Après le contrôle des bagages pour entrer dans l’aéroport, nous passons les autres contrôles habituels. Nous décollons à l’heure et traversons la couche nuageuse pour retrouver le soleil à 11000 m d’altitude. Nous arrivons à Lyon avec 30 mn d’avance.

 En résumé :

Malgré une météo plutôt changeante, nous avons pu visiter les alentours des 2 villes sans trop de problèmes. Les paysages sont vraiment magnifiques et les grands espaces sont légion. Cela nous a donné envie d’y retourner plus tard mais cette fois-ci sur 3 semaines et en itinérant. En effet, visiter en étoile nous oblige à faire de nombreux kilomètres (presque 1500 km en 7 jours) dans des conditions de circulation difficile, surtout dans les agglomérations de toute taille.

– Le vol : avec Easyjet. Décollages à l’heure et atterrissage en avance. RAS.

– La voiture : Dacia Duster 4×4 avec Thrifty (Hertz). Malgré une attente un peu longue au bureau, le personnel était sympathique. Problème : un peu plus de 2000 € de caution. Veillez à avoir une carte bancaire qui permette cette opération. Visa conseillée. Véhicule de 60000 km avec une carrosserie bien rayée. Propre. Pas de problème technique. Pneus en bon état sauf la roue de secours. Duster d’entrée de gamme. Le véhicule idéal pour les routes marocaines.

– Hôtel Timoulay (4 étoiles) à Agadir : en demi-pension. Excellent accueil, chambre spacieuse et claire. Très grand lit mais matelas de qualité moyenne. Pas de parking privé mais voiture garée dans la rue : aucun souci. Excellente cuisine.
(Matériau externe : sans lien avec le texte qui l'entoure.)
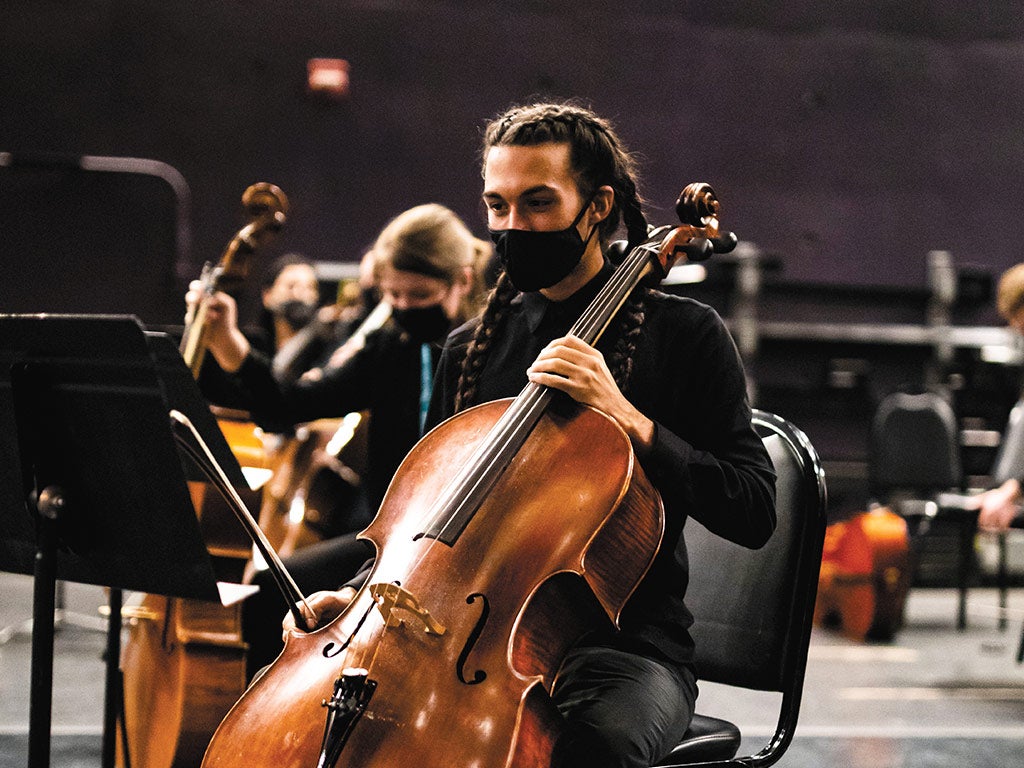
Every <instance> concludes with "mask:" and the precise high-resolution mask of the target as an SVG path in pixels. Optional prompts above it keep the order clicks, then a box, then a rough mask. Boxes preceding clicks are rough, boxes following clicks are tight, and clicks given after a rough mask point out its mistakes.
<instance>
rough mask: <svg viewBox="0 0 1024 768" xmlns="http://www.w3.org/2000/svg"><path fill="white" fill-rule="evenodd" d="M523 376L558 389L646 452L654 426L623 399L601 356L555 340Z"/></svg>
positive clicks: (604, 361) (562, 337)
mask: <svg viewBox="0 0 1024 768" xmlns="http://www.w3.org/2000/svg"><path fill="white" fill-rule="evenodd" d="M526 376H527V377H528V378H529V380H530V381H532V382H535V383H537V384H543V385H545V386H548V387H552V388H553V389H560V390H561V391H563V392H565V393H566V394H567V395H569V396H570V397H571V398H572V399H574V400H575V401H577V402H582V403H584V404H585V406H592V407H593V408H596V409H597V410H598V411H601V412H603V413H604V414H606V415H607V416H609V417H611V418H612V419H614V420H615V421H616V422H617V423H618V425H620V426H621V427H622V428H623V429H624V430H625V431H626V434H628V435H629V436H630V440H631V441H632V442H633V446H634V449H636V450H638V451H644V450H646V449H649V447H650V445H651V443H652V442H653V439H654V424H653V422H651V420H650V419H648V418H647V417H646V416H644V415H643V414H641V413H640V412H639V411H637V410H636V409H635V408H634V407H633V403H632V402H630V401H629V400H628V399H626V395H624V394H623V393H622V390H620V389H618V386H617V385H616V384H615V380H614V378H613V377H612V376H611V372H610V371H609V370H608V366H607V364H606V362H605V361H604V355H603V354H601V353H600V352H599V351H598V350H597V349H595V348H594V347H592V346H590V345H589V344H587V343H586V342H584V341H581V340H580V339H578V338H575V337H574V336H563V337H562V338H560V339H555V340H554V341H552V342H551V343H550V344H548V346H546V347H545V348H544V349H543V350H542V351H541V353H540V354H539V355H538V357H537V359H536V360H535V361H534V365H532V366H530V367H529V369H528V370H527V371H526Z"/></svg>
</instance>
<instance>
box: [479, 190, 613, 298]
mask: <svg viewBox="0 0 1024 768" xmlns="http://www.w3.org/2000/svg"><path fill="white" fill-rule="evenodd" d="M589 205H590V201H589V200H588V201H587V202H586V203H585V204H584V206H583V208H581V209H580V213H578V214H577V217H575V218H574V219H572V223H571V224H569V225H568V226H567V227H565V228H564V229H556V230H554V231H541V232H538V231H532V230H529V229H490V230H489V232H490V240H492V242H494V244H495V252H496V253H497V254H498V258H499V259H500V260H501V262H502V266H503V267H505V271H506V272H507V273H508V275H509V280H510V281H512V285H513V286H515V288H516V290H518V291H523V292H526V291H540V290H541V289H543V288H551V287H552V286H553V285H555V284H556V283H559V282H560V281H562V280H564V279H565V278H566V276H567V275H568V273H569V272H571V271H572V270H573V269H575V266H577V264H579V263H580V259H582V258H583V254H584V252H585V251H586V250H587V243H589V242H590V239H591V238H592V237H593V234H594V229H593V228H591V230H590V234H588V236H587V240H584V239H583V238H581V237H580V231H579V230H578V229H577V224H579V223H580V219H582V218H583V214H584V213H585V212H586V210H587V207H588V206H589ZM596 226H597V224H595V225H594V227H596Z"/></svg>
Repas buffet très varié. Emplacement pour visiter les alentours moyens. 500 m de l’océan. Note : 8 / 10.

– Hôtel Eden Andalou (5 étoiles) à Marrakech : en « all inclusive ». Excellent accueil, mais malgré le séjour déjà payé, on doit refaire une petite opération bancaire pour confirmer la carte : où est la confiance ? Chambre spacieuse mais très sombre. 2 piscines + 1 parc aquatique. Parc verdoyant avec beaucoup d’arbres. Très grand lit de bonne qualité. Parking privé et gardé. Navette gratuite (sur réservation) pour la ville. Repas buffet, qualité moyenne et choix restreint. Bonne situation pour visiter l’Atlas. 7 km au sud de la ville au milieu de terrains vagues. Note : 7 / 10.

– Les routes : routes principales en bon état. Autoroute en très bon état. Petites routes de montagne étroites et plus ou moins bonnes, parfois très étroites et recouvertes de terre.

– Les conducteurs : la CATA ! Règles de conduite aléatoires, klaxons omniprésents. Il faut toujours être sur ses gardes surtout avec un véhicule de location. Ca part dans tous les sens. En montagne, attention aux virages sans visibilité. Toujours anticiper les réactions d’autrui !

– La population : sympathique et accueillante. Attention parfois aux petits enfants mécontents que l’on ne leur donne pas ce qu’ils veulent : coups de bâtons ou de point sur la voiture à notre passage.